En après-midi, un voilier du champ de mooring est venu s’échouer contre le brise-vague. Les employés de la marina ont héroïquement tenté de le sauver au prix de leur propre bateau qui a fini par couler lui aussi, s’étant pris le pied de moteur dans une amarre flottant sous le voilier en détresse. 2h plus tard on ne voyait plus que le mât et l’éolienne de ce voilier.  Le cerveau qui tourne à 100 à l’heure pour trouver une idée de ce que l’on pourrait faire… sans trouver. Le cœur gros, on retourne sur notre voilier en souhaitant que ça ne nous arrive jamais.

Puis un deuxième bateau a décroché. Il est aussi allé dans le brise-vague, mais dans un endroit moins profond. Il n’a donc pas coulé au complet mais il est clair que l’eau est entrée au moins dans tout le compartiment moteur… c’est du moins ce que je me disais sur le coup. Mais lorsque je l’ai vu sorti de l’eau quelques jours plus tard, j’ai pleuré face à ses immenses blessures. Sa coque était sauvagement perforée. Il semble impossible à sauver.

Vers 19h je suis ressortie avant la noirceur complète, vérifier que Perla, voilier de nos amis, était encore en bonne posture. Je regardais au loin mais soudain, un bateau m’est passé sous le nez. Horreur, Malik, bateau ami aussi, naviguait vers le brise-vague, son génois un peu ouvert, mais vers un coin beaucoup moins profond. Ce qui l’a probablement sauvé. Sa quille a accroché, il s’est arrêté à 6 pieds des roches. Les propriétaires sont arrivés peu après, ont réussi à sortir Malik de là.

Nous avons décidé de rester au bateau jusqu’à ce matin question de laisser les vents virer au nord et s’assurer que Océo est en sécurité, même au quai.

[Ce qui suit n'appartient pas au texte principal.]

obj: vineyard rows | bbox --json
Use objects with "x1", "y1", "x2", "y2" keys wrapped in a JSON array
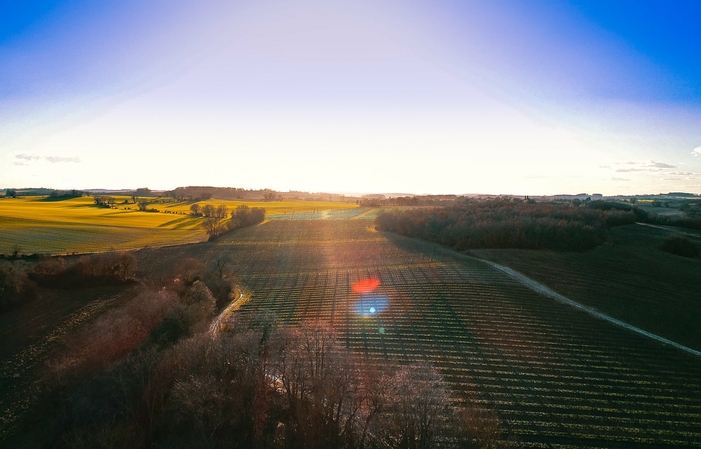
[{"x1": 205, "y1": 220, "x2": 701, "y2": 448}]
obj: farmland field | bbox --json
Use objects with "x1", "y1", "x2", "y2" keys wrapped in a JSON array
[
  {"x1": 0, "y1": 196, "x2": 363, "y2": 254},
  {"x1": 469, "y1": 224, "x2": 701, "y2": 351},
  {"x1": 139, "y1": 217, "x2": 701, "y2": 448}
]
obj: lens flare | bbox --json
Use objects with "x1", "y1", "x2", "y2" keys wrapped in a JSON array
[
  {"x1": 352, "y1": 278, "x2": 380, "y2": 294},
  {"x1": 355, "y1": 295, "x2": 389, "y2": 317}
]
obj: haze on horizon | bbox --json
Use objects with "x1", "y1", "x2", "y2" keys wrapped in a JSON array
[{"x1": 0, "y1": 0, "x2": 701, "y2": 195}]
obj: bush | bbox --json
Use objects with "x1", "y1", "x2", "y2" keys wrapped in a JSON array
[
  {"x1": 0, "y1": 262, "x2": 39, "y2": 312},
  {"x1": 660, "y1": 237, "x2": 699, "y2": 257}
]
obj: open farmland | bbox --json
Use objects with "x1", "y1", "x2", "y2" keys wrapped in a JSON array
[
  {"x1": 0, "y1": 197, "x2": 206, "y2": 254},
  {"x1": 134, "y1": 215, "x2": 701, "y2": 448},
  {"x1": 0, "y1": 196, "x2": 364, "y2": 254},
  {"x1": 148, "y1": 198, "x2": 358, "y2": 216},
  {"x1": 469, "y1": 224, "x2": 701, "y2": 351}
]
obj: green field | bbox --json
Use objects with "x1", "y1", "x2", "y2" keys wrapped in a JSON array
[
  {"x1": 0, "y1": 196, "x2": 358, "y2": 254},
  {"x1": 468, "y1": 224, "x2": 701, "y2": 351},
  {"x1": 138, "y1": 218, "x2": 701, "y2": 448}
]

Je crois que je suis encore sous le choc. J’ai le cœur dans la gorge. J’aurais plein de choses terre à terre à faire, j’ai même une assemblée syndicale importante aujourd’hui. Mais ma tête ne semble pas capable de se mettre en mode « fonctionnement efficace ».  J’ai besoin de temps pour absorber les émotions vécues en fin de semaine.

Si nous regardons les choses d’un angle plus positif, nous sommes contents de notre réaction. Nous avons pris les bonnes décisions, nous avons eu la chance d’être en mesure de nous rendre à Océo au bon moment… Nous avons travaillé fort et aidé ceux qui nous entouraient du mieux que nous le pouvions. Nous sommes fiers de nous, et nous avons pu constater de grande façon l’entraide dans le monde du bateau. Beaucoup de gens étaient présents pour assister tous ceux qui en avaient besoin… Ça, dans notre société d’aujourd’hui, ça réchauffe le cœur. Notre cœur gros.